# Transaxle oil, oil level, and filter



## pkrdug (May 14, 2018)

I have an older model #917.273200 with a 163198 transaxle. I believe I blew a spline shaft. Took the transaxle off, and apart. Hard to tell for sure, but it appears as though one of the spline shafts wore off. I found, and bought, a used 163198 transaxle, and want to replace the filter and change the oil before installing. Unfortunately, my book for it is "up north". Can someone tell me what oil this uses? Also the filter doesn't have any ID. I also need that number so I can cross ref it with a NAPA number. Lastly, there is a plug not quite halfway up the housing. Is this the plug to fill to, or????????? Thks


----------



## wjjones (May 28, 2010)

20w50 motor oil. I used synthetic in mine but that was just a preference conventional oil is ok to.


----------



## wjjones (May 28, 2010)

Sorry I'm not familiar with that particular rear end filter, or drain. If you have the model# you might try to peek at searspartsdirect to see if they show a diagram for the trans/ hydro. Mr. Bob might have some better info too.


----------



## pkrdug (May 14, 2018)

wjjones said:


> Sorry I'm not familiar with that particular rear end filter, or drain. If you have the model# you might try to peek at searspartsdirect to see if they show a diagram for the trans/ hydro. Mr. Bob might have some better info too.

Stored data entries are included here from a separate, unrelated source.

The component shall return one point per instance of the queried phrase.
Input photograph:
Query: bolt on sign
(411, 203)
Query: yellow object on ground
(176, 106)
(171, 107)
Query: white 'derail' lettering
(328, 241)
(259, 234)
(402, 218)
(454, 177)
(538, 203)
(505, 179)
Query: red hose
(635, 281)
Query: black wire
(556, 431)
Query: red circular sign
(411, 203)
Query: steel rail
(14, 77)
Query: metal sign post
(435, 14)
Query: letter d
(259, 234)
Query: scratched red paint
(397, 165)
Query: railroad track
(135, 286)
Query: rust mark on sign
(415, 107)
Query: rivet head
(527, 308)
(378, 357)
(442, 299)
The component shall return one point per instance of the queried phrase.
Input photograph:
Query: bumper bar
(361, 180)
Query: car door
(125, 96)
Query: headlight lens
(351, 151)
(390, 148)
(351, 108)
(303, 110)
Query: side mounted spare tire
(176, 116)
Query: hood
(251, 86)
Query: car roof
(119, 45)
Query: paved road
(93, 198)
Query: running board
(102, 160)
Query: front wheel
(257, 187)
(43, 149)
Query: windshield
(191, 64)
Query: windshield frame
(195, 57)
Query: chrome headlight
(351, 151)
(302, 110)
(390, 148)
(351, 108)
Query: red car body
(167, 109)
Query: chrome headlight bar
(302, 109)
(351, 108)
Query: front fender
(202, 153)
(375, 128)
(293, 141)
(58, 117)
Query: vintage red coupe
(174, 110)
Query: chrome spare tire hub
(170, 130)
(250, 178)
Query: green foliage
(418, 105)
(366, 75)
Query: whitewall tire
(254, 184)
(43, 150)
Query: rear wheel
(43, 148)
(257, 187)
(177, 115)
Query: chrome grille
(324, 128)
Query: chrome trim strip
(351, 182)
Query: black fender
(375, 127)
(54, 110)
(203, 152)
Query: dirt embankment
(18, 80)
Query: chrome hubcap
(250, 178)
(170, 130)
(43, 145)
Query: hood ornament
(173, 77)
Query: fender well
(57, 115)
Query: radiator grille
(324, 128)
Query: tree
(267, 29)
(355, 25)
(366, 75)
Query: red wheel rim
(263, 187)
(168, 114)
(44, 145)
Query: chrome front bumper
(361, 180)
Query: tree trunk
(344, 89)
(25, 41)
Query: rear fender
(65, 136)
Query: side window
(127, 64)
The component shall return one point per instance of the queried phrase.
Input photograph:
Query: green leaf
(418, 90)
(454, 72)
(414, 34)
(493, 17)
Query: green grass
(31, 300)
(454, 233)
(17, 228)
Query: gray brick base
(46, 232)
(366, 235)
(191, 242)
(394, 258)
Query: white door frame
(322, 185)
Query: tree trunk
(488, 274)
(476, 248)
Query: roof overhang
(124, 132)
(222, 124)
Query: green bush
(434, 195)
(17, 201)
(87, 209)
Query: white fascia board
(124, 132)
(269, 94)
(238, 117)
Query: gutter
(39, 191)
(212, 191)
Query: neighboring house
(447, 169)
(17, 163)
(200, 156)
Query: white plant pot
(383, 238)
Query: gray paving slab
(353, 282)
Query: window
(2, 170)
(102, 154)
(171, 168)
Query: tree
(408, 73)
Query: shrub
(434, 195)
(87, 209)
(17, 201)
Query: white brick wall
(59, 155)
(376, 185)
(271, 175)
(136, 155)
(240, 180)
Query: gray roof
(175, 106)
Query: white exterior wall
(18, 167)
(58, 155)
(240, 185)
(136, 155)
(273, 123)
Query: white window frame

That was the Sears part number. It is a Hydro-Gear 222-3010L transaxle.


----------



## Bob Driver (Nov 1, 2017)

You are correct in that there are "oil ports" on both sides of that transaxle. If I recall correctly, on the right side of the trans, it has a flat screwdriver slot. 

Hydro gear says --- 10w40 motor oil, or 15w50 synthetic 

Wix filter #57253
Napa filter # 7253

3/4-16 thread --- 22 micron --- full flow
*GASKET *
OD 72mm ID 62mm 5mm thick


----------